Four-time Oscar nominee David Lynch (“Dune,” “Twin Peaks”) is still hoping his animated feature “Snootworld” will come to fruition. This is despite Netflix recently rejecting his fairytale pitch. In true Lynch fashion, he has said very little publicly about the film until recently.

The History of “Snootworld”
Lynch began to work on the project two decades ago with Caroline Thompson (“The Nightmare Before Christmas”), who penned the first and third acts of the script. Lynch scripted the second act and will produce the project, but is undecided on if he will direct. At one point he was eyeing up his daughter Jennifer Lynch (“American Horror Story”) to do it. But she has “so many things in the pipeline that she ultimately thought it would be better for me or someone else to direct it.”

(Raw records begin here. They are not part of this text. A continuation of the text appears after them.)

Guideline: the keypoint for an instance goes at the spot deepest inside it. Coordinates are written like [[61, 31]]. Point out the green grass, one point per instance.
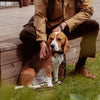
[[75, 87]]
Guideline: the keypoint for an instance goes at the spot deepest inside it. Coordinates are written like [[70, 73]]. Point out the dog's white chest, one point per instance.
[[57, 60]]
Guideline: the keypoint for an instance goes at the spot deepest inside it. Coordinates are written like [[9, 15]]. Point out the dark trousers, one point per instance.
[[88, 30]]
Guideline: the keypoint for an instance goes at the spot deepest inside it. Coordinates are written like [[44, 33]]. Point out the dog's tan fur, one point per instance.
[[34, 65]]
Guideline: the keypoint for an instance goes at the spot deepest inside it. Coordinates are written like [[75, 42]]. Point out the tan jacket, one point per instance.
[[66, 13]]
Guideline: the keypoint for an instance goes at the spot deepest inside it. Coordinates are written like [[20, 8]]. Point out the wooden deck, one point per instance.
[[11, 22]]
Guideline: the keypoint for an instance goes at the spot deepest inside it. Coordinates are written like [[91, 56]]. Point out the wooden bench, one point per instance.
[[11, 55], [20, 2]]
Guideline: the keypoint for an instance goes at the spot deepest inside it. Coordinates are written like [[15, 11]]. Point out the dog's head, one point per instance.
[[58, 41]]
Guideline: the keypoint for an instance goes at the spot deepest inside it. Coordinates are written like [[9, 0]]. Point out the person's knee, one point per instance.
[[92, 25]]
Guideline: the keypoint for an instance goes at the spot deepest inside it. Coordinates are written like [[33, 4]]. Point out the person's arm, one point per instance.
[[40, 25], [85, 13], [40, 19]]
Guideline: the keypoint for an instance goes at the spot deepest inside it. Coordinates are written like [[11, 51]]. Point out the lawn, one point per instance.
[[75, 87]]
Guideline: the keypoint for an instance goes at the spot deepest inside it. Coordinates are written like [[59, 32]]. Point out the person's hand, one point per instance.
[[58, 28], [44, 51]]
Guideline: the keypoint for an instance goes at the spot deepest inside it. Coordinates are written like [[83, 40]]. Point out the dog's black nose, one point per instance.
[[52, 46]]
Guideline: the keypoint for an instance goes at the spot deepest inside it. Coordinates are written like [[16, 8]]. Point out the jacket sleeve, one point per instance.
[[85, 12], [40, 19]]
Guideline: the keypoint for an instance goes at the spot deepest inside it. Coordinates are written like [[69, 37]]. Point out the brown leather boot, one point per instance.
[[85, 72]]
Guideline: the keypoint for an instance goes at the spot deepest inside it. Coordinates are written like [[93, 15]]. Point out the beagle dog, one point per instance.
[[40, 70]]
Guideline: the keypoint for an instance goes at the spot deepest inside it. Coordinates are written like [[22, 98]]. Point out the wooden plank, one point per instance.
[[9, 81], [10, 70], [10, 44], [73, 53], [11, 56]]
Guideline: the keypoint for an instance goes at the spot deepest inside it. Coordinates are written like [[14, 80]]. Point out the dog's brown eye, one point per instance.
[[59, 39], [51, 38]]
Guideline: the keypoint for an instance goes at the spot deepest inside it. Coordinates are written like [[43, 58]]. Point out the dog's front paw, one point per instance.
[[59, 82]]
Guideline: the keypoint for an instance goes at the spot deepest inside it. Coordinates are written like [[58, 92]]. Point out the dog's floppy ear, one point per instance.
[[48, 41], [66, 46]]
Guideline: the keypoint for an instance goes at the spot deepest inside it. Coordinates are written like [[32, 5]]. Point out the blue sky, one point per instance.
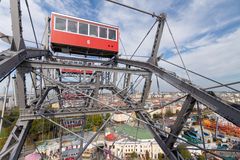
[[207, 32]]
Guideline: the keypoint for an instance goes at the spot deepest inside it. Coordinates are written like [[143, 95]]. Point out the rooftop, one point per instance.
[[125, 129]]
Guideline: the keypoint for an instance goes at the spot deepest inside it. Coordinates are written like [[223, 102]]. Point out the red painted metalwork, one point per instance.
[[63, 40]]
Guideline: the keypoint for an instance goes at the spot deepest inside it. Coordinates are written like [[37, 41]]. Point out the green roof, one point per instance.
[[131, 131]]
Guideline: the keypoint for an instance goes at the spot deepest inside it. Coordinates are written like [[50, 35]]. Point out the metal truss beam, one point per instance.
[[76, 112], [13, 146], [181, 120], [217, 105], [15, 141], [13, 59], [57, 65]]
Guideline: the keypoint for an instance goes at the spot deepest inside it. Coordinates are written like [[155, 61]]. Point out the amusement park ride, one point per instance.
[[70, 35]]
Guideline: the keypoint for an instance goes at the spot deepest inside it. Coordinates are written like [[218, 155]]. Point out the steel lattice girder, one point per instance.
[[13, 59], [225, 110], [57, 65]]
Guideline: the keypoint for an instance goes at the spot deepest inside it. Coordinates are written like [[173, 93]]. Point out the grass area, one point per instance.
[[128, 130]]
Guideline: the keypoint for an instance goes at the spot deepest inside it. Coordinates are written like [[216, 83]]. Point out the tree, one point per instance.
[[184, 152], [147, 155], [134, 155], [200, 157], [160, 156], [168, 113]]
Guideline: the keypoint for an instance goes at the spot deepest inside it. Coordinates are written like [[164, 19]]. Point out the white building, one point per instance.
[[123, 148]]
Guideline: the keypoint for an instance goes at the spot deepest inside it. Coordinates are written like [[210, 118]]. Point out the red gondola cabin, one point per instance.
[[80, 36]]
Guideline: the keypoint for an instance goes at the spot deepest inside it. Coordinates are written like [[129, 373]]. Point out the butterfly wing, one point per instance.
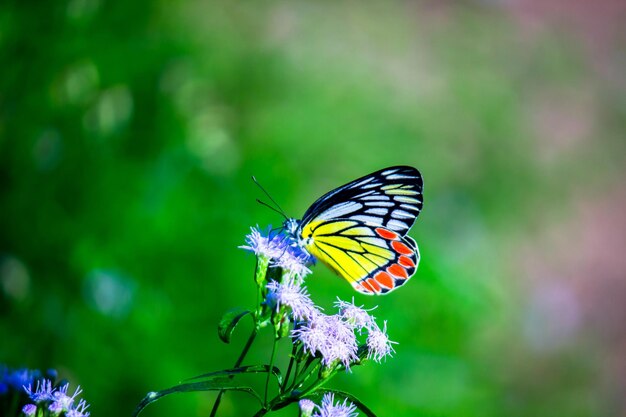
[[391, 198], [374, 259]]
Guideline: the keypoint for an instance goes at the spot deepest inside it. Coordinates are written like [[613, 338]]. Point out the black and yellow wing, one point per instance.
[[359, 229]]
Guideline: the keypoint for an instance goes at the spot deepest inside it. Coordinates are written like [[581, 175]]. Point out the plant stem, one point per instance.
[[288, 374], [267, 380], [243, 354]]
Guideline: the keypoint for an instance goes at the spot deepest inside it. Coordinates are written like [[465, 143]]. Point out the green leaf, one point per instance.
[[214, 384], [350, 397], [252, 369], [229, 321]]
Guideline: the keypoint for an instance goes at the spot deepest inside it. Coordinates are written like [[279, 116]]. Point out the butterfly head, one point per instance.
[[292, 226]]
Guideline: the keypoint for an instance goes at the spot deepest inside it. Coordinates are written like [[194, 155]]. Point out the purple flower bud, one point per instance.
[[29, 409]]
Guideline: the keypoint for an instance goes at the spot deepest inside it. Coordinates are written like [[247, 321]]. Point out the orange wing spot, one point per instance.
[[374, 284], [401, 248], [384, 279], [386, 234], [406, 261], [366, 285], [398, 271]]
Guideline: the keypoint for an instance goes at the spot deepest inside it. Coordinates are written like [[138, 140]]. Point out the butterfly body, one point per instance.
[[359, 229]]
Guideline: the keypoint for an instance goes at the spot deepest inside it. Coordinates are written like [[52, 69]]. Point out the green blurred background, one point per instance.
[[129, 132]]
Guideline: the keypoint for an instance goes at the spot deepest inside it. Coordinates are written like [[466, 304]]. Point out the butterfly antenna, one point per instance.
[[277, 209]]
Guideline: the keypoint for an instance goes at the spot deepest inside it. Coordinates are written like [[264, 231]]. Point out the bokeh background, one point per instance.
[[129, 132]]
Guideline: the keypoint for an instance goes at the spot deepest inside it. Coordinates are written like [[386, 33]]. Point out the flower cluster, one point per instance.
[[45, 398], [281, 251], [335, 337], [332, 338], [54, 400], [328, 408]]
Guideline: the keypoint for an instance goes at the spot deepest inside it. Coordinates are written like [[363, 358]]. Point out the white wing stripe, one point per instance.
[[377, 211], [401, 214], [404, 199], [375, 197], [340, 210], [389, 171], [367, 219], [396, 225], [400, 177]]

“I don’t know when I started thinking about Snoots but I’d do these drawings of Snoots and then a story started to emerge,” said Lynch in a rare interview. “I got together with Caroline and we worked on a script. Just recently I thought someone might be interested in getting behind this so I presented it to Netflix in the last few months but they rejected it.”

“Snootworld is kind of an old fashioned story and animation today is more about surface jokes,” he explained. “Old fashioned fairytales are considered groaners: apparently people don’t want to see them. It’s a different world now and it’s easier to say no than to say yes.”

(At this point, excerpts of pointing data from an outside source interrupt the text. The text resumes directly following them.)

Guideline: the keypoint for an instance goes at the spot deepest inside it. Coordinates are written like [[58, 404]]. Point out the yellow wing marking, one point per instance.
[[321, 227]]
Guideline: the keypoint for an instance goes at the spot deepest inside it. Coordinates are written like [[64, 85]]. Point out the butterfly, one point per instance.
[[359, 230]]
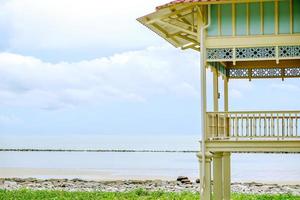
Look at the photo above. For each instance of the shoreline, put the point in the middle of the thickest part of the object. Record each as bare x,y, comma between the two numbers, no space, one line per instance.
111,175
130,185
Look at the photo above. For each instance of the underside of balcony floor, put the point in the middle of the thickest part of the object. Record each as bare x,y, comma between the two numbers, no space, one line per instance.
254,146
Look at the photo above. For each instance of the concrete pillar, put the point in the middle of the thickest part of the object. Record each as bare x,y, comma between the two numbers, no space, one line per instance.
226,175
217,176
205,187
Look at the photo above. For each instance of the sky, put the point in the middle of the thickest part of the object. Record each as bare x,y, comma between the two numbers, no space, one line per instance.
87,67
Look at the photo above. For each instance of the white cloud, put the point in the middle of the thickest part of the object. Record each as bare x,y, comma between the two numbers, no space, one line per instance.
71,24
130,76
286,86
9,119
236,94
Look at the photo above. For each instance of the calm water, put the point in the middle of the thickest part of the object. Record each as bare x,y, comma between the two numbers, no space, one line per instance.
245,167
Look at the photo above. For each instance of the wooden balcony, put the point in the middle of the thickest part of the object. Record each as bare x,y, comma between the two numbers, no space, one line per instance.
273,131
272,125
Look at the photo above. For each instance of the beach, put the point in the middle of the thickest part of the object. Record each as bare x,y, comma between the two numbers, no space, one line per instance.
131,185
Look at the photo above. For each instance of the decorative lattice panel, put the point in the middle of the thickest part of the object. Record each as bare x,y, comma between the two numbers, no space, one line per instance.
268,53
241,73
258,52
289,51
219,54
274,72
292,72
238,73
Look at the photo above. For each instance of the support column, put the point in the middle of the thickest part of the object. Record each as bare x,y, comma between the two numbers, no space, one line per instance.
217,176
226,94
206,185
226,175
226,155
216,90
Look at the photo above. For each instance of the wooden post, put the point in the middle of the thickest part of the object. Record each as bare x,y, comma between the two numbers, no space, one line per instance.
217,157
217,176
226,156
216,90
226,176
206,193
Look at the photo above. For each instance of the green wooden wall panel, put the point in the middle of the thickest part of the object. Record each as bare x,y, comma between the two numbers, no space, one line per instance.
296,13
226,19
284,16
213,28
269,18
255,18
241,19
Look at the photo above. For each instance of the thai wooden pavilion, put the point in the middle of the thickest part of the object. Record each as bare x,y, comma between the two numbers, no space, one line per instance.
237,39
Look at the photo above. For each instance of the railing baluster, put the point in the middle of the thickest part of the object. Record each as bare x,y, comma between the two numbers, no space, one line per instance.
236,127
283,126
278,129
273,125
297,125
291,126
247,125
269,125
259,119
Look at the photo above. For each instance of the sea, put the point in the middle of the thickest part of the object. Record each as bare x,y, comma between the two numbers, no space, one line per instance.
265,168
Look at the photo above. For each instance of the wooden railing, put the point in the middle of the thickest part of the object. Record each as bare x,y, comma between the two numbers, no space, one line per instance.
279,125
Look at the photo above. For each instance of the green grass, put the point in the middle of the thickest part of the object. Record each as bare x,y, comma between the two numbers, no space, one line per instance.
137,194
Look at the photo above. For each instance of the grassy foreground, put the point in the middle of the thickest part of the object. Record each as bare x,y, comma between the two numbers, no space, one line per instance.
138,194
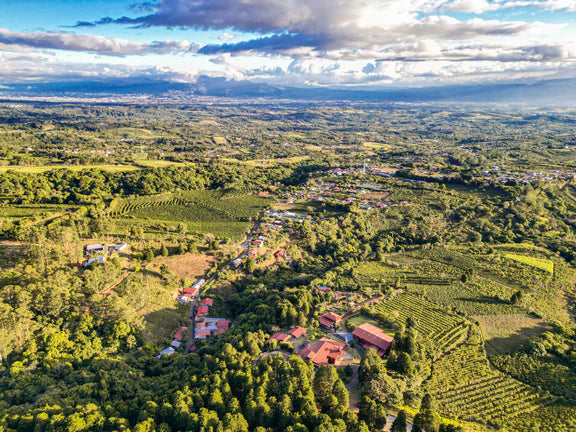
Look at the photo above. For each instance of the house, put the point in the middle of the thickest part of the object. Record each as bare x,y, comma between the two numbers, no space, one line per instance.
371,336
184,298
198,283
94,249
99,260
296,332
120,247
206,302
222,326
329,320
167,351
324,352
190,290
180,333
203,334
279,337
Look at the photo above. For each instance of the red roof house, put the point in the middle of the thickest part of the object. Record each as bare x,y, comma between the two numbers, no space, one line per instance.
330,319
180,333
296,332
372,337
223,325
206,302
190,290
279,337
325,351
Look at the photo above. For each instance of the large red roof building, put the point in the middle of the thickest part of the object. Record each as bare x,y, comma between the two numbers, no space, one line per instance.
325,351
372,337
330,320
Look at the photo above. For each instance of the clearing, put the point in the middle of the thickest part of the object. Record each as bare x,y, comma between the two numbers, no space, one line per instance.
506,333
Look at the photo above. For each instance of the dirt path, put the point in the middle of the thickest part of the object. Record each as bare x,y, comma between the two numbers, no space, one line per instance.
111,287
245,245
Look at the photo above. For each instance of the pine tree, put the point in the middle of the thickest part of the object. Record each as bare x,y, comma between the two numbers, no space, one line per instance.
399,424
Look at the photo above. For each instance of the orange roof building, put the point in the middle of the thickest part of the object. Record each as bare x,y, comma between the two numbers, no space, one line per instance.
325,351
372,337
330,319
296,332
279,337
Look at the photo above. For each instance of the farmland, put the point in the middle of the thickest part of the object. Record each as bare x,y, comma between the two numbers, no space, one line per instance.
449,228
224,213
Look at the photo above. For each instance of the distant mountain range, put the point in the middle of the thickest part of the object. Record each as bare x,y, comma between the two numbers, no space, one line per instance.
557,92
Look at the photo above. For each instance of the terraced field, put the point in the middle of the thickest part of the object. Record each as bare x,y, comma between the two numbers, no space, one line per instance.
220,212
466,387
447,330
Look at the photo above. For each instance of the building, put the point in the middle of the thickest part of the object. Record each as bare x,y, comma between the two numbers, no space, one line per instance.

“It takes my breath away how wacky it is,” said Thompson about the storyline “The Snoots are these tiny creatures who have a ritual transition at aged eight at which time they get tinier and they’re sent away for a year so they are protected. The world goes into chaos when the Snoot hero of the story disappears into the carpet and his family can’t find him and he enters a crazy, magnificent world”.
There is Still Hope
Even with two decades behind this project and rejection from a major streaming platform, Lynch still has hope for “Snootworld.” “I like this story. It’s something that children and adults can both appreciate…I’ve never really done a straight animation but with computers today it’s possible to do some spectacular things.” [And let this remind up-and-coming filmmakers that everyone gets rejected. Even arthouse gods like Lynch.]
Of course, he also took this opportunity to coly tease fans about what project he may take on next. Saying; “I can’t talk about those things right now.”
We will keep you posted on updates about “Snootworld” as they become available.